Long ago, in a land far, far away, when one wanted to cross over from the North Central to the Eastern Province, one had to do so at the famous Manampitiya Bridge. If one was travelling by road and a train was en route, too, one would have to wait while right of way was given to the locomotive and its bogeys. For the bridge over the then-troubled waters was unique in that it accommodated both highway and railway across the same metal and mortar span…
Today, things have come to a prettier pass. The old dual-carriageway bridge is still there: an iron butterfly with its wings clipped, and passage over it reserved for trains only. Automotive traffic is treated to a monster slab of concrete on equally solid columns that heaves itself over the Mahaweli with a cheerful grunt. And for those who take the age-old advice to "go East, young man" - if one wants to progress, or to see progress - there is no greater proof that prosperity has come (or is soon to come) to that far-flung Province than the multiplicity of new-in-town infrastructural additions to the landscape.
Wait a minute. Wasn't it development of an altogether, entirely different, sort that the once-beleaguered people of the East wanted? Wasn't it peace, and peace with justice at that? Wasn't it safety, security, stability; human rights and human dignity; the opportunity to life, liberty, and the pursuit of happiness?
Don't get me wrong. Many of these are soon to come (or already have) to the East. I, like many farmers and traders and average citizens going about their business, was only too happy and not a little grateful that the new bridge was there. That there was no impediment to progress (in the sense of movement forward) in the shape and form of armed personnel opposed to the state. That the road between Polonnaruwa and Batticaloa (or, to be precise: between Kaduruwela and Valaichchenai) was straight as an arrow and wonderfully carpeted. But there was a haunting sense that certain impediments to progress (in the sense of genuine development) were still very much a part of the ground reality - although the barriers in the guise of roadblocks had all but come down…
Singing fish strangely muted?
So much for hard infrastructure! Because whatever the sentiments prevailing at the centre may be, there is some truth in the observation that the centre cannot hold for too long, and too hard, without things eventually falling apart. Call it a hunch, call it a gut feeling, call it learning the lessons of history. While statisticians, election-result analysts, and other politically oriented creatures may pontificate about the voice of the people having called for development - not devolution - there is no gainsaying the still small sound of a people seeking to be truly liberated. No amount of bridges and air bridges and castles in the air can accomplish that…

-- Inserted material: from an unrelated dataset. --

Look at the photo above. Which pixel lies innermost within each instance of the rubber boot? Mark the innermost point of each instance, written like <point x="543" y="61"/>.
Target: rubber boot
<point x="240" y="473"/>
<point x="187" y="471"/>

Even as far as hard infrastructure is concerned, all is not rosy in the Land of the Rising Sun. A few kilometres into the interior of the Eastern Province lies a waste land of shattered hopes and broken dreams. And yes: broken roads, too. The A5 - the trunk road connecting Batti with Bibile and Badulla (and Nuwara Eliya and Kandy beyond) - is a minefield of potholes. The straw people of forgotten hamlets such as Tumpalancholai and Karadiyanaru, in-between, are a people in-between all right. Caught between development, here and now, on the one hand; and devolution, now or never, on the other. Let's not make a mistake about this… Development - at least, for the present - appears to have passed them by. And one is not at all certain that devolution (if and when it does take place) will do these shadow folks in the valley of death any favours.
This is the East in microcosm: the hard life… A hand-to-mouth existence until the great post-war payoff comes by post. Skittish girls on bicycles busy doing nothing very much in evidence, while their male counterparts are mostly missing in action - literally. Children and schoolchildren hungering for knowledge and thirsting for righteousness. Parents with bodily pains in their eyes having the gospel of peace and prosperity preached to their sceptical souls. The macro picture is more encouraging. Bridges, A-class roads where B roads once were, tourism poised to take a flying leap… (But please, if at all possible, don't spoil the pristine beauty of places like Passekudah by building politically motivated pleasure parks there).
The message from the centre is clear. It's my way or the highway. And if you don't like it, you can always start another war to prove your point.